Effects of the State of Alaska's budget shortfall could be felt sooner rather than later in Kodiak, if the Department of Corrections' proposed budget moves forward unchanged. In it are no funds for any of the 15 communities where the state contracts for jail space.
That includes Kodiak, which at 24-beds, is the largest jail in the state that would be affected, according to Chief Rhonda Wallace. She said the city is in year two of a five year contract with the Department of Corrections, but she's not sure if the contract is iron-clad if the state really wanted to get out of it.
“If they're looking eliminate funding, you know, I guess they could possibly back out of that contract. But we're hoping it doesn't go that way.”
She said the city is looking at a loss of $1.2-million per year if it looses the state contract, which would likely put a crimp in her budgeting for next fiscal year.
“We would definitely have to come up with a contingency plan. Not looking forward to it. I'm hoping that Juneau will pull through and not do this. It not only affe3cts our community, but affects the inmates we do have here. Taking away that funding would definitely drop the amount of inmate we could house because we're not longer responsible then for Department of Correction inmates.”
At that point, the state would likely have to start flying inmates back and forth from Anchorage to make court appearances here in Kodiak.

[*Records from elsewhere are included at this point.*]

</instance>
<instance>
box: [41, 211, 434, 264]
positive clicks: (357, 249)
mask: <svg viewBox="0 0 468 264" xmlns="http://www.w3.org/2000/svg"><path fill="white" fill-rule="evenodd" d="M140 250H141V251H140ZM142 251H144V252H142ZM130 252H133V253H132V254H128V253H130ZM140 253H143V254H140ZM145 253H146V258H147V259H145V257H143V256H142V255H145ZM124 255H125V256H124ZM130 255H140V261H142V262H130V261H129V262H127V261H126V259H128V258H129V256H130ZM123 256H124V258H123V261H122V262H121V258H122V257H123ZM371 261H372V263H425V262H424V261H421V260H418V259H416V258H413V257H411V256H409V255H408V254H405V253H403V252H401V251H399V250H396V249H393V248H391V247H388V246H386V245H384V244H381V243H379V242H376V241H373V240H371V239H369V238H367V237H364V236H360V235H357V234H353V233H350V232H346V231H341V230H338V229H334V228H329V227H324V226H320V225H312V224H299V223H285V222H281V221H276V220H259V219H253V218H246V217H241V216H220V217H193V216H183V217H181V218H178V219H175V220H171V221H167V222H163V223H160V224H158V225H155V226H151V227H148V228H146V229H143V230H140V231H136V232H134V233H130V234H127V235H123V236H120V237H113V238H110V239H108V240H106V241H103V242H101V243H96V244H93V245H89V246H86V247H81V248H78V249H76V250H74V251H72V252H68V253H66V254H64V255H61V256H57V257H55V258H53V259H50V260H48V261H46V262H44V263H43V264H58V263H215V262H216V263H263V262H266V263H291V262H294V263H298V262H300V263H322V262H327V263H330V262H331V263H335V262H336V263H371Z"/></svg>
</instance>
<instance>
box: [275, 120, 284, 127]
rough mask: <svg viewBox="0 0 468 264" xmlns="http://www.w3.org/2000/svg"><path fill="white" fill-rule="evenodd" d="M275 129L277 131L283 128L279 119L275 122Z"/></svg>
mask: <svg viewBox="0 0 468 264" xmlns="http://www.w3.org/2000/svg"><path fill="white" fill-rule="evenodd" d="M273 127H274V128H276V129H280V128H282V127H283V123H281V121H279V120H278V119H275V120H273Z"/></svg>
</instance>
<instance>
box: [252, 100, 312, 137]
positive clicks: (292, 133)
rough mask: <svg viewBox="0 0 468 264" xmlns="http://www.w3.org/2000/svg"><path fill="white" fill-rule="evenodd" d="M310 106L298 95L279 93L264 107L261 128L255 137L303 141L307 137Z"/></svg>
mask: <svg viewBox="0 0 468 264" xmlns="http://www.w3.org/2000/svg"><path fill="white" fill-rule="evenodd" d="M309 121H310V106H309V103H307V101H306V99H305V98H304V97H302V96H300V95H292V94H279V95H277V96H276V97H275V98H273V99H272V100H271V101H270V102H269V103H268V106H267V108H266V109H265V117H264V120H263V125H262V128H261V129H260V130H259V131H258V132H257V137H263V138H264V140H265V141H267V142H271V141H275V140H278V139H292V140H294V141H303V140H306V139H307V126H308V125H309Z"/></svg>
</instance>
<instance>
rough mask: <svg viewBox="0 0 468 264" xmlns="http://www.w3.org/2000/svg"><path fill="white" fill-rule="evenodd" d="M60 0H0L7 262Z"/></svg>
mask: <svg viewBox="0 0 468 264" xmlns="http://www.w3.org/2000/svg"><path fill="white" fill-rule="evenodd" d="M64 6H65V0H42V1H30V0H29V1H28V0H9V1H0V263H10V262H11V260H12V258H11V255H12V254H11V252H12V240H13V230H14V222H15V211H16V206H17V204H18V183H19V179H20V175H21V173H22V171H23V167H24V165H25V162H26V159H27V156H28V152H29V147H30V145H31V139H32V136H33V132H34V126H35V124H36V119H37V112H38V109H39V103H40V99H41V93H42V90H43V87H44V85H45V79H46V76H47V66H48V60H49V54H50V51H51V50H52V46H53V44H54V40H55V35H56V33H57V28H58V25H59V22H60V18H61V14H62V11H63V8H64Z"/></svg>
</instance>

“Our facility is a 30-day holding facility. So there's the ability to be able to hold people on the island where their families can still come see them. There's not such an impact to the individual. And then if they have a sentence that goes beyond the 30 days, then they can be transported off island. But it would cost the state quite a bit if they had to then transport all these people because they're state custody.”
Some smaller communities, like Haines, depend on the Community Jail program money to fund half their police departments. Wallace says that's not the case in Kodiak, and a potential cut wouldn't affect other KPD divisions.
“So everything that the 1.2-million that they give us goes to take care of training and travel, supplies, the repair and maintenance of the facility, the wages and salaries of the employees, rental equipment. Everything that is associated with the jail.”
She said the question of staff cuts to employees in the jail would depend on what the city council wanted to do, and how any contingency plan – if needed – works out.